Molecular Phylogenomics
The primary focus of this work is on inferring evolutionary relationships and divergence times of strains, clones, and species. We are interested in developing new methods and approaches that make evolutionary computations feasible for big datasets, while preserving the accuracy of inference. We conduct computer simulations and large-scale empirical data analyses to validate our innovations. For example, we developed a novel method called PhyClass to establish the optimal position of each read generated with next-generation sequencing in a reference phylogenetic tree. We have also recently developed and applied a calibration-free phylogenetic method (RelTime) to the timetree of metazoan diversification. In addition, we are now developing evolution-aware approaches for the analysis of tumor profiling data, with an aim to infer individual clone genotypes and estimates cancer clonal composition of tumor samples.
The Timetree of Life
For decades, my group has engaged in large-scale empirical data analyses to establish a timescale for the tree of life. Most recently, in a massive meta-analytic synthesis of results from over 2000 publications, we have constructed the largest timetree of life that contains >50,000 species. It shows that the time to speciation is similar among major groups of species (mammals, birds, and insects) and that overall species diversity is expanding at a rapid rate. These findings suggest that the accumulation of genetic incompatibilities in geographically isolated populations is the primary cause of speciation and that the processes of speciation and adaptation are largely uncoupled.

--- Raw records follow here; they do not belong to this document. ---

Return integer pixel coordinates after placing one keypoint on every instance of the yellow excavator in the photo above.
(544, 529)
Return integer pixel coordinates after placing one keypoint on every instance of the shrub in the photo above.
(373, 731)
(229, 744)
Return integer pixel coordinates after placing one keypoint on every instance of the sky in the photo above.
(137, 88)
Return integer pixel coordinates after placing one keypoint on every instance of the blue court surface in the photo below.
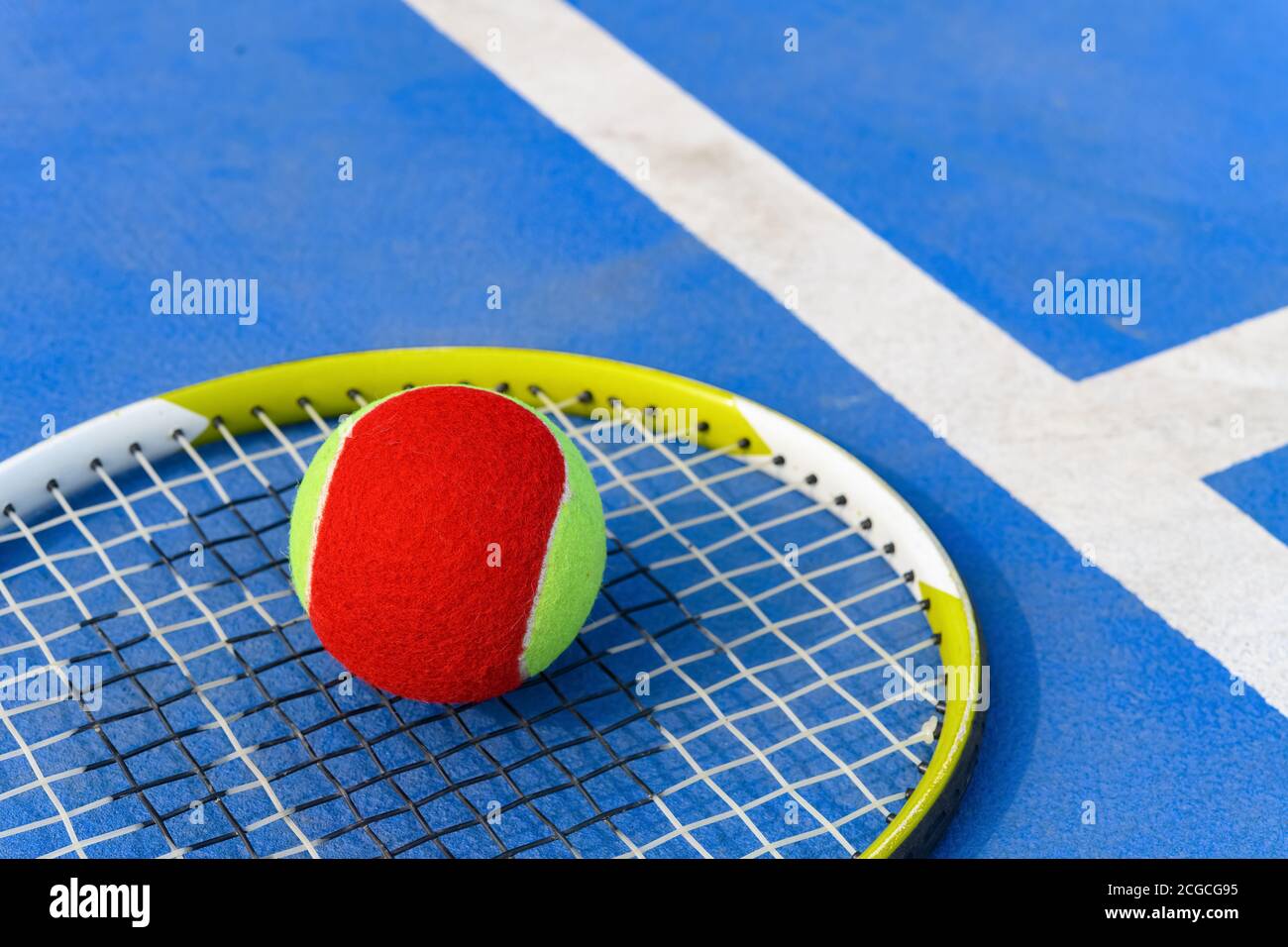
(1109, 476)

We have also developed a resource for scientists and the general public to access molecular clock-based vertebrate species divergence estimates on the Timetree of Life website. This work (research and synthesis) represents our pioneering efforts to build a tree of life scaled to time, which is necessary for estimating the rates at which genes and genomes change. In Phylomedicine, species timetrees are critical for generating evolutionary parameters normalized by time that enable the simultaneous use of all proteins, even those that evolve at vastly different rates.